Use NVIDIA NeMo Retriever Reranking NIM#

This section provides some examples of reranking, some best practices, and describes some security issues you need to consider when you work with NVIDIA NeMo Retriever Reranking NIM.

Examples#

Shell (cURL)#

Ranking#

To generate rankings, use the following code.

cURL Request

curl -X 'POST' \
  'http://localhost:8000/v1/ranking' \
  -H 'accept: application/json' \
  -H 'Content-Type: application/json' \
  -d '{
  "model": "nvidia/llama-nemotron-rerank-vl-1b-v2",
  "query": {"text": "which way should i go?"},
  "passages": [
    {"text": "two roads diverged in a yellow wood, and sorry i could not travel both and be one traveler, long i stood and looked down one as far as i could to where it bent in the undergrowth;"},
    {"text": "then took the other, as just as fair, and having perhaps the better claim because it was grassy and wanted wear, though as for that the passing there had worn them really about the same,"},
    {"text": "and both that morning equally lay in leaves no step had trodden black. oh, i marked the first for another day! yet knowing how way leads on to way i doubted if i should ever come back."},
    {"text": "i shall be telling this with a sigh somewhere ages and ages hence: two roads diverged in a wood, and i, i took the one less traveled by, and that has made all the difference."}
  ],
  "truncate": "END"
}'

Response

You should get a response similar to the following.

{
  "rankings": [
    { "index": 0, "logit": -1.2421875 },
    { "index": 3, "logit": -3.029296875 },
    { "index": 2, "logit": -5.41015625 },
    { "index": 1, "logit": -8.2421875 }
  ],
  "usage": 
    {
        "prompt_tokens": 123,
        "total_tokens": 123
    }
}

Best Practices#

A request to the NeMo Retriever Reranking API includes a query, a list of passages, and an optional truncate parameter (either NONE or END, defaulting to NONE). It then reranks the passages based on relevance. While many datastores return scores for passages, those scores are not used by the Reranking API. Only the text of the query and candidate passages are used, and are ranked according to the model’s understanding of the content.

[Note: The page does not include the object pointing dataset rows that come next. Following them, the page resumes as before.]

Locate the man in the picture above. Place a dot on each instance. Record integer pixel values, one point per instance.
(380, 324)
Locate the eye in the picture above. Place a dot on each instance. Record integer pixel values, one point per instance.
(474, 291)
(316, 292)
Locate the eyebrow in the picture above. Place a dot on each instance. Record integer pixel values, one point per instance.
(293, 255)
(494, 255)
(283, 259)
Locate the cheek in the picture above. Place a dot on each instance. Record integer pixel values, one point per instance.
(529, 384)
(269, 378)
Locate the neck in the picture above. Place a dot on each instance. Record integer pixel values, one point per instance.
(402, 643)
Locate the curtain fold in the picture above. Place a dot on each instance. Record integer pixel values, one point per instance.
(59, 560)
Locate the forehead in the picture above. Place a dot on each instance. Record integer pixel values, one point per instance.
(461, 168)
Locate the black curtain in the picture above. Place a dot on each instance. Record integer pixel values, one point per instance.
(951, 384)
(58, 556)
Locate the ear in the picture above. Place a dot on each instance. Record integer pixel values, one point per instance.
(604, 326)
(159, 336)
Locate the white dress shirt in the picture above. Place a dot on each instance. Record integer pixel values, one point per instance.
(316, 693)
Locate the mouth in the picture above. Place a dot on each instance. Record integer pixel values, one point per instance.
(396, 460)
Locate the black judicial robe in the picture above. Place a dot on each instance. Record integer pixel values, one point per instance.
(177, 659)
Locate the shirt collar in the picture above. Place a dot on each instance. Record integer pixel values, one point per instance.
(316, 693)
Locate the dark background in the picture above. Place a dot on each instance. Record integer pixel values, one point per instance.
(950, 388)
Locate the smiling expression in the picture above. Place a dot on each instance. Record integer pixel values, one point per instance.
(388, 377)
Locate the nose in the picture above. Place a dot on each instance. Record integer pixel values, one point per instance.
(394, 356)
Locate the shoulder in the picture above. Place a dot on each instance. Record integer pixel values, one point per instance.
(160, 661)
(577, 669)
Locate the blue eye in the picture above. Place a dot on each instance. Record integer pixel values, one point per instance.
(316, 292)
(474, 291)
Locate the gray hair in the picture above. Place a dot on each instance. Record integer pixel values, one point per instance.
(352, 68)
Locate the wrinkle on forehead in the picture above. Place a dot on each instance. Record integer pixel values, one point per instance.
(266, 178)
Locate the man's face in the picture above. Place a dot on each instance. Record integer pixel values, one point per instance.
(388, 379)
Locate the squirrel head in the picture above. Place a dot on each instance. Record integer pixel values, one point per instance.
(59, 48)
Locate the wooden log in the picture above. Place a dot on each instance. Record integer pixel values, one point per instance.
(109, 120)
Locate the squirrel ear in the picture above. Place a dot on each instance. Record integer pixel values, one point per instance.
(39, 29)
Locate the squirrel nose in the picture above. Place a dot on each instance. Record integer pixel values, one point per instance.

If truncate is NONE, the container returns an error for inputs whose tokenized representation exceeds the token limit for the underlying model. If truncate is END, all tokens beyond the token limit are ignored (see below).

Token Limits & Truncation#

The token limit is measured after tokenization and applies to each query and passage pair, not to the request character count. The applicable limit depends on the model and runtime configuration. For the current supported models and configurations, refer to Support Matrix. If a deployment overrides NIM_MAX_SEQ_LEN, use the effective configured value for that deployment.

When truncate is END and a query and passage pair exceeds the token limit, tokens are truncated from the end of the passage until the pair fits. If the query itself reaches the token limit, the entire passage can be truncated, which makes the reranking result uninformative.

Max passages#

You can pass up to 512 passages in a single reranking call.

Understanding results#

The results from a reranking request will include a list of objects with index and logit keys. They will be sorted descending by logit value. logit is the raw, unnormalized predictions that a model generates for each query / passage pair.

The index references the index of the passage being referred to in the request. So if the request list included passages ["bears", "house", "grass"] and the indexes in the response are 1,2,0 then the response is saying that the sorted passages order is ["house", "grass", "bears"].

Security & Authentication#

For security and authentication information, see Security and Authentication for NVIDIA NeMo Retriever Reranking NIM.